Anatrofin Side Effects (Hepatotoxicity)
Stenbolone is not a cl 7-alpha alkylated compound, and not known to have hepatotoxic effects. Liver toxicity is unlikely.
Anatrofin Side Effects (Cardiovascular)
Anabolic/androgenic steroids can have deleterious effects on serum cholesterol. This includes a tendency to reduce HDL (good) cholesterol values and increase LDL (bad) cholesterol values, which may shift the HDL to LDL balance in a direction that favors greater risk of arteriosclerosis. The relative impact of an anabolic/androgenic steroid on serum lipids is dependant on the dose, route of administration (oral vs. injectable), type of steroid (aromatizable or non-aromatizable), and level of resistance to hepatic metabolism. Stenbolone should have a stronger negative effect on the hepatic management of cholesterol than testosterone or nandrolone due to its non-aromatizable nature, but a much weaker impact than c-17 alpha alkylated steroids. Anabolic/androgenic steroids may also adversely affect blood pressure and triglycerides, reduce endothelial relaxation, and support left ventricular hypertrophy, all potentially increasing the risk of cardiovascular disease and myocardial infarction.

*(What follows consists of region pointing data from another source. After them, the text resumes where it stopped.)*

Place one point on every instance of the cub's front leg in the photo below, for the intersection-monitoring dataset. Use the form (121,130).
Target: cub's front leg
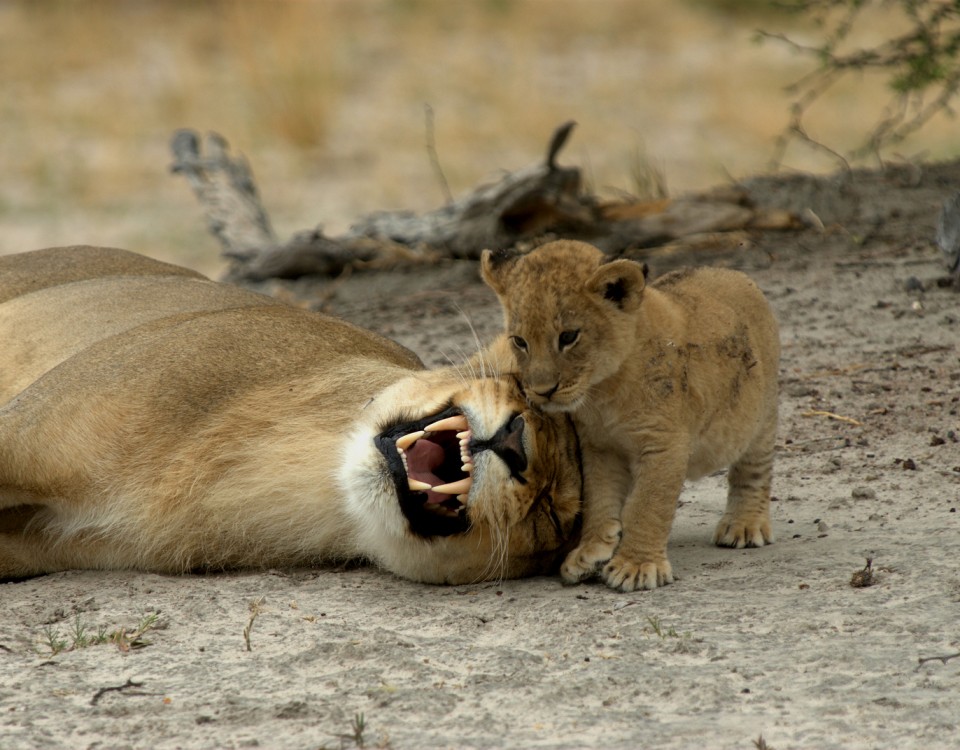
(606,481)
(641,559)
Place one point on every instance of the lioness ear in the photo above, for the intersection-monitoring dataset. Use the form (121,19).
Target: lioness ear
(620,282)
(494,265)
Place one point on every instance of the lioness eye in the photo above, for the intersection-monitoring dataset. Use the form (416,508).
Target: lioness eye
(568,339)
(519,342)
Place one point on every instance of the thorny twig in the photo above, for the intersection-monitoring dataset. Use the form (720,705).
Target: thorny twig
(116,689)
(942,659)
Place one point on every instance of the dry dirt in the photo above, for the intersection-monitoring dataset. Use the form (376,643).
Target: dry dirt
(771,642)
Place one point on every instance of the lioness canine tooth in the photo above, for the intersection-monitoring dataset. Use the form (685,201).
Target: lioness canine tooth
(456,422)
(405,441)
(455,488)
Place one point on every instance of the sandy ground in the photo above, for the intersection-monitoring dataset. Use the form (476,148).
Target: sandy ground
(772,642)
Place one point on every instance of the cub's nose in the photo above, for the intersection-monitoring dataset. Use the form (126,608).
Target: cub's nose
(547,393)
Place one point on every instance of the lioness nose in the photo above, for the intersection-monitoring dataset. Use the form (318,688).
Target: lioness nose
(507,443)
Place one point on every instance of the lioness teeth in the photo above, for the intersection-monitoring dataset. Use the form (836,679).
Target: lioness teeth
(405,441)
(457,422)
(461,486)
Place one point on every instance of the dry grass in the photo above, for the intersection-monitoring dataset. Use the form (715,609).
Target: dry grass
(327,98)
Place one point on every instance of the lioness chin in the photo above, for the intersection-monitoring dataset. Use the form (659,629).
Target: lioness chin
(153,419)
(667,381)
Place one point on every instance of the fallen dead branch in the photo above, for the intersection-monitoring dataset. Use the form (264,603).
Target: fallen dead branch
(942,659)
(546,199)
(831,415)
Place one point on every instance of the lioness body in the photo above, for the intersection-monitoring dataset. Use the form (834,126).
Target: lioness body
(153,419)
(667,382)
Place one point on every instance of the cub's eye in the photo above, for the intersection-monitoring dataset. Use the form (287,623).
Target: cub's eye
(568,339)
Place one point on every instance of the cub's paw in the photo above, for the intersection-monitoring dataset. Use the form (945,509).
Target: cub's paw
(594,550)
(739,533)
(625,575)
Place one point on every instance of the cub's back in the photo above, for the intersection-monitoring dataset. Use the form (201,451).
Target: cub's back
(707,292)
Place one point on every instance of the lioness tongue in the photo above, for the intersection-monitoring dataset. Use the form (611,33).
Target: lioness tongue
(422,458)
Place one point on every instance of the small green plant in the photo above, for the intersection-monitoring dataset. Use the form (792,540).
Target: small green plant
(54,641)
(255,610)
(128,640)
(920,62)
(358,726)
(655,626)
(80,636)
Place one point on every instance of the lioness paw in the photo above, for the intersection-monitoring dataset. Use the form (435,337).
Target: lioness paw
(733,532)
(624,575)
(591,553)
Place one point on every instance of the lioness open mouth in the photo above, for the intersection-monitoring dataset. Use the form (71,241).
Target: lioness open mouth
(431,463)
(432,469)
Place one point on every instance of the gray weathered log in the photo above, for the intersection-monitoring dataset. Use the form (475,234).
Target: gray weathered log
(544,199)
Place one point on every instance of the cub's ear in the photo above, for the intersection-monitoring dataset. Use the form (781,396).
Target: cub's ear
(620,282)
(494,267)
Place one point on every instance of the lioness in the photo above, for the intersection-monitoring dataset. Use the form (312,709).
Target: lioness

To help reduce cardiovascular strain it is advised to maintain an active cardiovascular exercise program and minimize the intake of saturated fats, cholesterol, and simple carbohydrates at all times during active AAS administration. Supplementing with fish oils (4 grams per day) and a natural cholesterol/antioxidant formula such as Lipid Stabil or a product with comparable ingredients is also recommended.
Anatrofin Side Effects (Testosterone Suppression)
All anabolic/androgenic steroids when taken in doses sufficient to promote muscle gain are expected to suppress endogenous testosterone production. Without the intervention of testosterone-stimulating substances, testosterone levels should return to normal within 1-4 months of drug secession. Note that prolonged hypogonadotrophic hypogonadism can develop secondary to steroid abuse, necessitating medical intervention.
Anatrofin Administration (Men)
The usual dosage among male athletes is in the range of 200-300 mg per week, taken for 8 to 12 weeks.This level of use is sufficient to notice moderate increases in strength and lean mass. Note that due to the short-acting nature of acetate esters, the weekly dosage is typically divided into three separate applications.
Anatrofin Administration (Women)
Female athletes would likely notice excellent gains and minimal virilizing activities on a dosage of 25-100 mg per week, taken in cycles no longer than 4 to 6 weeks. Note that due to the short acting nature of acetate esters, the weekly dosage is typically divided into two or three separate applications.
Stenbolone acetate is no longer manufactured as a prescription drug product.